2.2.4. Empirical Orthogonal Teleconnection Analysis

Empirical orthogonal teleconnection (EOT) analysis is a variant of empirical orthogonal functions that is useful for finding patterns that are independent in either time or space [40]. Basic EOT analysis, which is orthogonal in time, was used in this application. The method reduces the time series to representative components by finding locations that explain the maximum variability across the map. Part one of EOT analysis searches for the ‘base point’, or pixel that has the highest combined correlation to all other pixels. Part two removes patterns explained by the base point through linear regression, and then the analysis starts over on the residual data. For each iteration, the outputs are a time series extracted from the base point and a map of the correlation of all pixels to the time series. Using this method, we found that the first and second EOTs were highly correlated with the Niño3.4 and DMI indices, respectively.

3. Results

3.1. Seasonal NDVI and Precipitation Composite Results

Eastern Africa, particularly Kenya, Uganda, and southcentral Ethiopia had abnormally low precipitation in September and October 2015. As predicted based on past events, positive precipitation and NDVI anomalies became widespread in November and peaked in January. While the direction of the regional response was consistent with the canonical response, the spatial manifestation of the anomalies was rather dispersed. In the canonical El Niño the greatest NDVI and precipitation departures are concentrated in north-east Kenya, south-east Ethiopia, and Somalia (Figure 1). In 2015, the greatest precipitation anomalies shifted westwards to Uganda, south-western Kenya, Tanzania, and the northern border of Mozambique, with isolated in central Somalia and south eastern Ethiopia (Figure 4A). The maximum rainfall departures were in the range of +1.0 to +3.0 standardized deviations (150–400 mm). The NDVI anomalies followed the shift in precipitation, affecting the same regions (Figure 5A). Greener-than-normal conditions continued through April, when vegetation returned to neutral or slightly drier than average.
In 2015, southern Africa exhibited the dry conditions commonly associated with the El Niño phase of the ENSO cycle. Negative NDVI anomalies began to appear in western and central South Africa in September and by November virtually all of the land areas below 15°S were dominated by below-normal precipitation (Figure 4B) and NDVI (Figure 5B). Throughout the event, the dry conditions progressed from west to east across the region, with the largest NDVI departures (~ −2.5 standardized anomalies below average) concentrated over rangeland and agricultural regions in Botswana, Mozambique and eastern South Africa. The precipitation pattern is similar, with maximum departures of −2.0 standardized deviations (~−300 mm) over central Mozambique. By February the drought conditions began to recede; however, the vegetation along the eastern coast was slow to rebound. The drought was mainly concentrated east of 20°E.
In early 2016, dry conditions associated with La Niña developed in eastern Africa and vegetation productivity quickly declined. Widespread negative precipitation and vegetation anomalies persisted from October 2016 through May 2017. The lowest precipitation anomalies of approximately −1.5 standardized anomalies occurred in Kenya, Tanzania, Uganda, and southern Somalia (Figure 4C). Concurrent NDVI has a similar spatial distribution and departures of about −1.0 to −2.0 standardized anomalies below average (Figure 5C).
During the same period, southern Africa experienced enhanced precipitation and vegetation. The strong positive effects may have been a response to the combined influence of the relatively weak La Niña and the warm pool of water in the southern Indian Ocean (Figure 9). The precipitation (Figure 4D) and NDVI (Figure 5D) impacts were particularly strong in Botswana, Zimbabwe, and central and northern South Africa. Maximum precipitation and NDVI departures were both about +2 standardized deviations above average. Although La Niña reached an early peak in October 2016, the NDVI and precipitation anomalies did not fully develop until January to February 2017. The delayed vegetation response may have been due to extended soil moisture recovery time following the extremely dry conditions in the previous year [27,41].

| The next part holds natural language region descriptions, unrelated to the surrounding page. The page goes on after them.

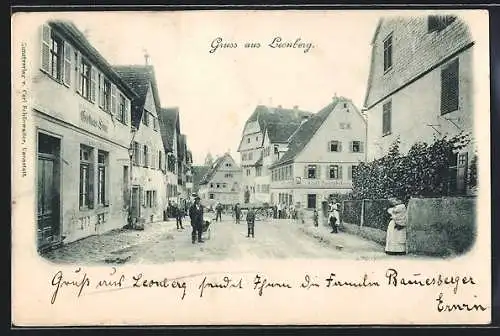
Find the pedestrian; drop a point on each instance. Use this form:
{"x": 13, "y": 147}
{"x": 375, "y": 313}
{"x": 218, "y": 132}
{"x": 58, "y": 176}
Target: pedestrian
{"x": 218, "y": 211}
{"x": 196, "y": 216}
{"x": 395, "y": 242}
{"x": 179, "y": 213}
{"x": 237, "y": 213}
{"x": 315, "y": 218}
{"x": 251, "y": 222}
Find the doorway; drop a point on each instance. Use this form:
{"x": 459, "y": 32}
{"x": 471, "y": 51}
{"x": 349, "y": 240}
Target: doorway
{"x": 311, "y": 201}
{"x": 48, "y": 191}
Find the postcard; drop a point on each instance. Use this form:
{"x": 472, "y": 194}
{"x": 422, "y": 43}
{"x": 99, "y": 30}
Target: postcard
{"x": 238, "y": 167}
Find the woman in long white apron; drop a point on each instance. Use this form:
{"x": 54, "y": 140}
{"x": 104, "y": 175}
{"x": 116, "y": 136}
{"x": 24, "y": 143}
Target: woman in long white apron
{"x": 395, "y": 243}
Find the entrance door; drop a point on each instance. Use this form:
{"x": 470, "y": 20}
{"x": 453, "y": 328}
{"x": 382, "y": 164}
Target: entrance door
{"x": 311, "y": 201}
{"x": 48, "y": 191}
{"x": 135, "y": 210}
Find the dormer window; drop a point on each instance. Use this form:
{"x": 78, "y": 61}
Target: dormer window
{"x": 388, "y": 53}
{"x": 439, "y": 22}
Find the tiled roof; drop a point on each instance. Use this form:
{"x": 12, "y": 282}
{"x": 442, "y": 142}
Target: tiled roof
{"x": 167, "y": 119}
{"x": 278, "y": 117}
{"x": 198, "y": 173}
{"x": 306, "y": 131}
{"x": 139, "y": 77}
{"x": 79, "y": 41}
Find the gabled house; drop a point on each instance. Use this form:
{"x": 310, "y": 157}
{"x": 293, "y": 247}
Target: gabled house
{"x": 221, "y": 183}
{"x": 321, "y": 156}
{"x": 81, "y": 114}
{"x": 170, "y": 131}
{"x": 149, "y": 164}
{"x": 420, "y": 85}
{"x": 264, "y": 139}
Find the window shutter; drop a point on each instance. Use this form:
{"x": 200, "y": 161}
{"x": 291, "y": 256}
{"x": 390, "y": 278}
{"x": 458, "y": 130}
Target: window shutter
{"x": 93, "y": 84}
{"x": 78, "y": 77}
{"x": 45, "y": 51}
{"x": 91, "y": 187}
{"x": 67, "y": 64}
{"x": 114, "y": 110}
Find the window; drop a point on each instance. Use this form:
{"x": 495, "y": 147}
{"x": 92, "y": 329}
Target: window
{"x": 55, "y": 57}
{"x": 86, "y": 198}
{"x": 122, "y": 109}
{"x": 311, "y": 171}
{"x": 85, "y": 79}
{"x": 334, "y": 172}
{"x": 439, "y": 22}
{"x": 334, "y": 146}
{"x": 388, "y": 53}
{"x": 449, "y": 87}
{"x": 356, "y": 147}
{"x": 386, "y": 118}
{"x": 102, "y": 158}
{"x": 145, "y": 118}
{"x": 146, "y": 156}
{"x": 351, "y": 172}
{"x": 137, "y": 153}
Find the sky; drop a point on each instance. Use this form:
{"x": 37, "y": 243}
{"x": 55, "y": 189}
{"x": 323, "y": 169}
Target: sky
{"x": 216, "y": 92}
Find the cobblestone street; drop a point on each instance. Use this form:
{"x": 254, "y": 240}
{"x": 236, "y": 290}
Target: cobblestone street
{"x": 161, "y": 242}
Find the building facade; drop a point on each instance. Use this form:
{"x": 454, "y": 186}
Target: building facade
{"x": 321, "y": 156}
{"x": 170, "y": 130}
{"x": 265, "y": 137}
{"x": 221, "y": 183}
{"x": 420, "y": 84}
{"x": 148, "y": 198}
{"x": 81, "y": 110}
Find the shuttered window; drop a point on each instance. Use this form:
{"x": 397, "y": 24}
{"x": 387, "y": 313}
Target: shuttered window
{"x": 388, "y": 53}
{"x": 449, "y": 87}
{"x": 386, "y": 118}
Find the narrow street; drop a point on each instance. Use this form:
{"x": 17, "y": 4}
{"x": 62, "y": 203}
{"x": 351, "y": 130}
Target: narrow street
{"x": 161, "y": 242}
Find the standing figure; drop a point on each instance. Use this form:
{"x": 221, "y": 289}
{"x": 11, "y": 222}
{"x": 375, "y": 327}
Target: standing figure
{"x": 196, "y": 215}
{"x": 251, "y": 222}
{"x": 315, "y": 218}
{"x": 237, "y": 213}
{"x": 395, "y": 242}
{"x": 218, "y": 211}
{"x": 179, "y": 213}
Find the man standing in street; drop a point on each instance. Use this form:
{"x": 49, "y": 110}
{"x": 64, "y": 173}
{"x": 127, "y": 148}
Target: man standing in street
{"x": 196, "y": 215}
{"x": 251, "y": 223}
{"x": 218, "y": 211}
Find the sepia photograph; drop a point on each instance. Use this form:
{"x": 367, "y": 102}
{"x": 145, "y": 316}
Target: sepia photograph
{"x": 281, "y": 138}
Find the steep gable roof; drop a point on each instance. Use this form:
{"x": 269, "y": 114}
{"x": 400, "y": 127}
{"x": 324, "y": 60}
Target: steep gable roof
{"x": 279, "y": 122}
{"x": 167, "y": 119}
{"x": 198, "y": 173}
{"x": 139, "y": 77}
{"x": 306, "y": 131}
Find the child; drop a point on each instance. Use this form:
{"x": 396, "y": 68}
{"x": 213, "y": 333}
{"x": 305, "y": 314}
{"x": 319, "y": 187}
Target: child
{"x": 251, "y": 223}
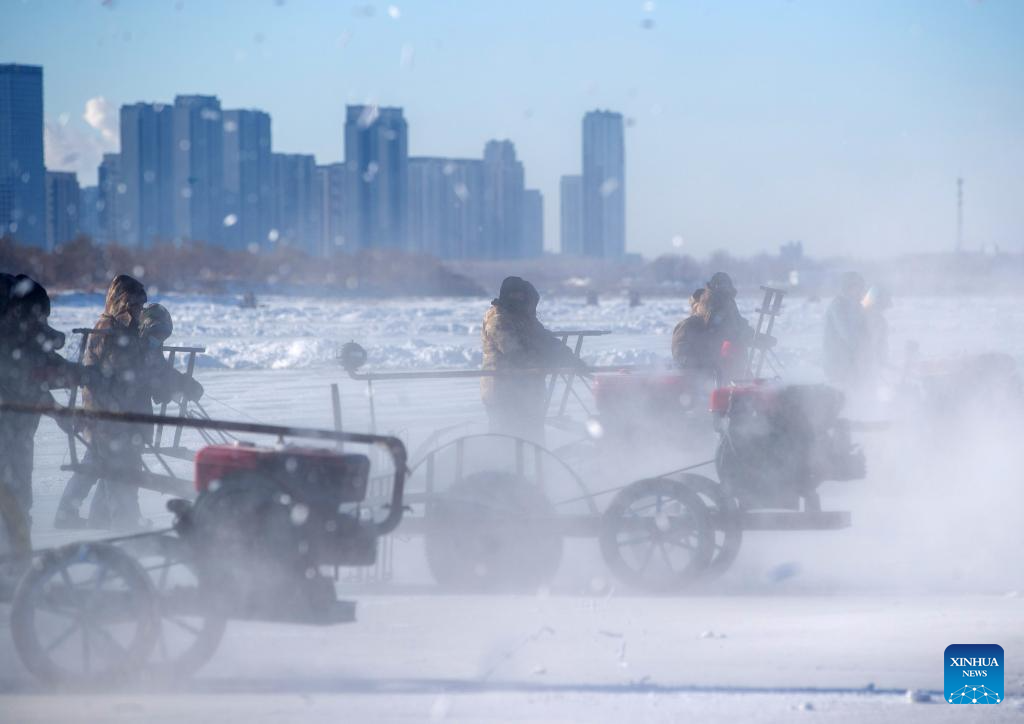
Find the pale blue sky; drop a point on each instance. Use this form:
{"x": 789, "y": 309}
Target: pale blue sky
{"x": 842, "y": 124}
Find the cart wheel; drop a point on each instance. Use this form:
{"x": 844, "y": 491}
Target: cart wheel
{"x": 84, "y": 614}
{"x": 493, "y": 529}
{"x": 192, "y": 618}
{"x": 724, "y": 518}
{"x": 655, "y": 535}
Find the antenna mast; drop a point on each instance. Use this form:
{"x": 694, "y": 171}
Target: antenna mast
{"x": 960, "y": 214}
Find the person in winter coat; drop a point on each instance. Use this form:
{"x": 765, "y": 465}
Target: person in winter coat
{"x": 689, "y": 339}
{"x": 698, "y": 341}
{"x": 162, "y": 383}
{"x": 514, "y": 340}
{"x": 30, "y": 368}
{"x": 846, "y": 341}
{"x": 115, "y": 449}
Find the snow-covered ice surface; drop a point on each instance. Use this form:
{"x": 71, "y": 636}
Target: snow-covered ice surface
{"x": 830, "y": 626}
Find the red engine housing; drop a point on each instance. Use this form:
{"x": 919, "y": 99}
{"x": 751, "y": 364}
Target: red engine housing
{"x": 759, "y": 397}
{"x": 292, "y": 467}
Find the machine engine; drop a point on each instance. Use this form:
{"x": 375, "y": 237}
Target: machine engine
{"x": 779, "y": 443}
{"x": 270, "y": 516}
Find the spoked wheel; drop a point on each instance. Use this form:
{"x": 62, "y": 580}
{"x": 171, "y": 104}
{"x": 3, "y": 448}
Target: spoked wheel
{"x": 84, "y": 614}
{"x": 724, "y": 519}
{"x": 193, "y": 620}
{"x": 656, "y": 536}
{"x": 493, "y": 529}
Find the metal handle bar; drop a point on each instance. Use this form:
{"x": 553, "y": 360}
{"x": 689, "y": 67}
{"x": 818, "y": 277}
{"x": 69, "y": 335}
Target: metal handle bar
{"x": 394, "y": 446}
{"x": 469, "y": 374}
{"x": 580, "y": 333}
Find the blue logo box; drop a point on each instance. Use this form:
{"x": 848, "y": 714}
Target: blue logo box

3.2. Temporal Evolution of Impacts Results

To facilitate comparison between the 1997–2000 ENSO and 2015–2017 ENSO the regions extracted in eastern Africa (35E–40E, 2S–2N) and southern Africa (19E–32E, 28S–20S) correspond to the areas examined in a previous assessment of teleconnection effects in Africa [8]. While patterns described by Anyamba et al. [8] generally align with our observations, there are several differences between the two events. In the 1997–1998 El Niño, eastern Africa more closely reflected the canonical response, with positive extremes concentrated in Kenya and Somalia. NDVI in this region was anomalously high for several months, in contrast to the short and weak green up in this location in November 2015 to February 2016. This is partially explained by the spatial differences in the response patterns; maximum departures were located elsewhere in the later event. As conditions transitioned to La Niña in 1999, NDVI gradually declined and remained slightly below average from September 1999 to February 2001. While the more recent La Niña was a briefer event, the negative NDVI departures were approximately 10–15% greater than the 1999 episode.
Southern Africa presented an atypical response in 1997, which is reflected by the near-normal NDVI throughout most of the event. In fact, we note slightly greener than average vegetation preceding peak El Niño conditions. The 2015 event, however, presented a stronger response with NDVI and precipitation departures of about −1.0 standardized anomaly (Figure 6) in 2015. During La Niña, the maximum NDVI departures of +1.5 standardized anomalies in both 2000 and 2017 occurred in January and in February, respectively.
In both teleconnection regions, the peak precipitation lags the ENSO signal by zero to two months. In eastern Africa, the maximum correlation between ENSO and precipitation (r = 0.56, p < 0.005) occurs without any lag adjustments. The strength of the correlation is stable and significant at lag intervals of up to four months. In southern Africa, the maximum correlation (r = 0.42, p < 0.05) occurs one month after the ENSO signal, and is also significant at two and three months time adjustments. Based on the correlation statistics at several lag times, eastern Africa had a stronger, more immediate precipitation impact than southern Africa in the most recent ENSO event. This is partially due to East Africa’s location within the equatorial plane where ENSO impacts were most pronounced and immediate. The correlation statistics are summarized in Table 1.
Vegetation response to ENSO-induced precipitation anomalies in both regions takes approximately one to two months, and peak correlations occur at a lag of three to four months. The delay may be partially due to growth rates of different vegetation types but more importantly due to mediation between rainfall and vegetation growth via soil moisture [41]. Again, for the 2015–2017 period, ENSO had a stronger influence in eastern Africa than in southern Africa, with correlation coefficients of 0.80 and 0.61, respectively, when NDVI lags ENSO by four months. While the relationship between NDVI and Niño 3.4 is statistically significant at all lag intervals (zero to four months) in eastern Africa, the relationship is only significant for a vegetation lag of three or four months in southern Africa. In both regions, the relationship between NDVI and ENSO is substantially stronger than the relationship between precipitation and ENSO. A possible explanation for the difference is due to the randomness or day-to-day variability in rainfall over the season compared to the relatively stable and gradual growth or decline in vegetation over space and time.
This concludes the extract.